I think I saw this coming when the President spoke after the election and said, "I didn't reach out hard enough" in terms of reaching across the aisle to compromise. In the long lead-up to this tax debacle, I've given the President I worked hard for and donated to a lot of benefits when I was growing increasingly doubtful. In every move he's made, Obama hasn't been playing 2d checkers, or 11d chess or even Go.
He's been playing Operation.
Operation, if you recall from your childhood, is the silly kids game that uses a mild form of electro-shock therapy on you and your friends when you attempt mock surgery on the hapless Operation guy. Using a pair of electrified tweezers, you have to steady your hands and sneak them into the tiny, tiny holes where the microscopic-sized plastic bones reside, grasp them, and pull them out. Should you touch the metal sides of the openings, you're rewarded with a teeth-shaking buzz and the guy's nose lights up like John Boehner's after a bender. The trick to it is keeping your tweezers in the center of the hole.
I hear commentators on both CNN and MSNBC speculating that Obama wants to be seen as the last sane man in Washington DC. In every attempt at legislation, look what he's done--he's attempted to strike a position in a compromise, in the center.
Off the blogs, it appears that striking a compromise position resonates with people in most cases. Too much crazy sets our teeth on edge (Sarah Palin).
The problem is the game board. We've got Kentucky-Fried Crazy electrifying the rails on the right. They're more than capable of delivering the shock, the buzz, and the lit-up noses to whomever doesn't toe their line. Where we've fallen down is that we've not provided enough of a charge from the left.
Obama wants to be a centrist, and we've given him a pass by being center-fied ourselves. Look, the media is going to paint us the Angry Left anyway...let's live up to the title a little. With a strong leftward pull, we open up the middle.
But where to put the pressure?
I'm looking at the tax debate right now and see we've actually prodded awake quite a few of the sleepy, business-as-usual Dems in Congress. Where before it didn't matter quite so much who was the bad-Dem-of-the-week, there are many of them who saw exactly what that delivered them--they got booted for playing politics as usual. "Once you get here, everybody does it" doesn't work anymore.
There's where we need to focus. We're not the Right. The Right finds a charismatic leader and charges the leader to herd the peons along to where the top-cats want the party to be. Dissent is squashed with a boot from above.
We're the Left. We can't work like the Right. We have to lead from the bottom and force the top to follow. If they don't, they get left with their bare asses hanging in the wind.
This isn't so much about primaries--that's political game-playing, and it has just as much of a chance to backfire as it does to work. This is about making ourselves heard on policies, and on issues. Not through the media--around the media, because they're players in this game, too (who also, coincidentally, need to be led. Use money as bait, but that's a different diary). We need to apply direct pressure where the blood and money are hemorrhaging the worst--on Congress.
Let me get personal here. I live in southwestern Ohio. I live in the reddest county in the state. John Boehner's backyard and the home of Mean Jean Schmidt. I share liberal stuff on facebook with local friends and acquaintances and I can no longer count the number of people who have come up to me at gatherings, and only after looking both ways and dropping their voices to a whisper, inform me that they like my facebook posts and are so relieved that there's another Democrat floating around.

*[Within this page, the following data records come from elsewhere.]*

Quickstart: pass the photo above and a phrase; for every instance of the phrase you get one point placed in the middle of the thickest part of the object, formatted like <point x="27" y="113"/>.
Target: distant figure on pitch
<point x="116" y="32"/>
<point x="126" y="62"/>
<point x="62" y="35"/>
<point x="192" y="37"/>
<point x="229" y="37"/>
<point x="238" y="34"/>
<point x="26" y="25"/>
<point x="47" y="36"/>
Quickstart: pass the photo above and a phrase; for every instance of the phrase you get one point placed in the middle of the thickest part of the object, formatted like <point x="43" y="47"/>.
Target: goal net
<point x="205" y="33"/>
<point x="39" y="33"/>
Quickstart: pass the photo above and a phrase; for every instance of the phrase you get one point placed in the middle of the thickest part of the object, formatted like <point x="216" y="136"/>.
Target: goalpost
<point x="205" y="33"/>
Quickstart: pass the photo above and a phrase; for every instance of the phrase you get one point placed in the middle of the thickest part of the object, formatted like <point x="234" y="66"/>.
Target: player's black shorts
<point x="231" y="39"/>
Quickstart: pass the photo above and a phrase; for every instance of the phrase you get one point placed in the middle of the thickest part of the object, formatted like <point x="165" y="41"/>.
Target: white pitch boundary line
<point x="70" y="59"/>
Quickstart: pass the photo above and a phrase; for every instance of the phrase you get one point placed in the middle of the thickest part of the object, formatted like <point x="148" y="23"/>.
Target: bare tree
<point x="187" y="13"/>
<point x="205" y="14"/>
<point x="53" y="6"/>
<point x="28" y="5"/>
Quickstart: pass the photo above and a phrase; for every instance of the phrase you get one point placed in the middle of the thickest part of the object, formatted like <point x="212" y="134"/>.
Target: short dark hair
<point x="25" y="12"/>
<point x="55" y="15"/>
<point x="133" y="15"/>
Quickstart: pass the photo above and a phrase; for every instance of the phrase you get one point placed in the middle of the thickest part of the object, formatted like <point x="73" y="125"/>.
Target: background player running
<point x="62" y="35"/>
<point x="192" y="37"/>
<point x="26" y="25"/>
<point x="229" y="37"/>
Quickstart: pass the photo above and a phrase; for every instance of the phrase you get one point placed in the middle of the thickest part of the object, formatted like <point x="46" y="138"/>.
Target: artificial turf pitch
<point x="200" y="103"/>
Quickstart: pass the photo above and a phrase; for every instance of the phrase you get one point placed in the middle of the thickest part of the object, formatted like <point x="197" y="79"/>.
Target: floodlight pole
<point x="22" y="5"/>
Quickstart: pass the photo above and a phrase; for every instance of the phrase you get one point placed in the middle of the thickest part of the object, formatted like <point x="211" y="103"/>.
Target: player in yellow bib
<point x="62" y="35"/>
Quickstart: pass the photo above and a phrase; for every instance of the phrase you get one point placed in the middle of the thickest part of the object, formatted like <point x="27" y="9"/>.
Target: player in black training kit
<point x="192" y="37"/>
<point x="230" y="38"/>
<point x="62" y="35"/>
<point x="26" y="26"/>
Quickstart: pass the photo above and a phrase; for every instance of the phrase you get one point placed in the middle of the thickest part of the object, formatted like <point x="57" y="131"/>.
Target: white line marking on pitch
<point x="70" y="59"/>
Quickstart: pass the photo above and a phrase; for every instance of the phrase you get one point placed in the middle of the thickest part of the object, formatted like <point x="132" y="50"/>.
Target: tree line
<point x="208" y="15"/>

I cannot tell you how many times I've had conversations with entrenched Republican-identifying friends or acquaintances and heard them speaking of their values and realizing that their values--their ideas--are actually progressive (yet when suggesting this, I'm met with baffled, "did you just start speaking Esperanto?" looks).
Progressive ideas, progressive values, progressive people around here are living so far in the closet, we can see Narnia. Some days I feel like I can honestly say that I have an inkling of how it feels to be gay, because there are handfuls of people right in my town that flinch, twitch, and take it for granted that progressive leanings are to be hidden, publicly denied, and causes for shunning.

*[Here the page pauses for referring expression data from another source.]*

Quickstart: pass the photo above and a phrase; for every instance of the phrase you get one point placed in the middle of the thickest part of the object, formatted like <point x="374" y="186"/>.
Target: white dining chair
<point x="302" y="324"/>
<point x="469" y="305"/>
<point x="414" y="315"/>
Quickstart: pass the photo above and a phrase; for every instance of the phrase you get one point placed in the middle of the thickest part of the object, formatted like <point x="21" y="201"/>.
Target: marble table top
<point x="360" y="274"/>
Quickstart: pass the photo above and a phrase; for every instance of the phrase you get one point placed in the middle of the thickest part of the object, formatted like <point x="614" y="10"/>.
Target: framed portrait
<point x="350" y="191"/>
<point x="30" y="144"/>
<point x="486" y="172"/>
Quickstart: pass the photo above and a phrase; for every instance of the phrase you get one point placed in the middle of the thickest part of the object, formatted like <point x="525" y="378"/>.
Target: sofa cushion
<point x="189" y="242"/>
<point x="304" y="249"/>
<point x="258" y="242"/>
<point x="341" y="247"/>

This is ridiculous. The fact that all these neighbors of mine here in red Ohio are telling me they're closeted Dems or at least progressive-leaning makes me ask, "How many of us are there, really?" And that's led me to believe we aren't loud enough.
We put our voice behind Obama. We didn't get what we wanted. We put our voice behind opposition to this craptastic tax deal and all of a sudden there are press conferences, and--and attention. There's pressure - real pressure - from the LEFT
We do need more and better Democrats. But those more and better are us. We don't need to clap louder, we need to yell louder. We don't need a different set of DC daddies to show us the way--we need to be the grown-ups and tell the two-year-old terrorists in DC that if they pitch a fit in the middle of the store, we will walk away and leave them by themselves.
Obama wants to be a centrist, then let's give him a hard yank left so he realizes where the center really is. If he wants to compromise, then he can compromise with us, too.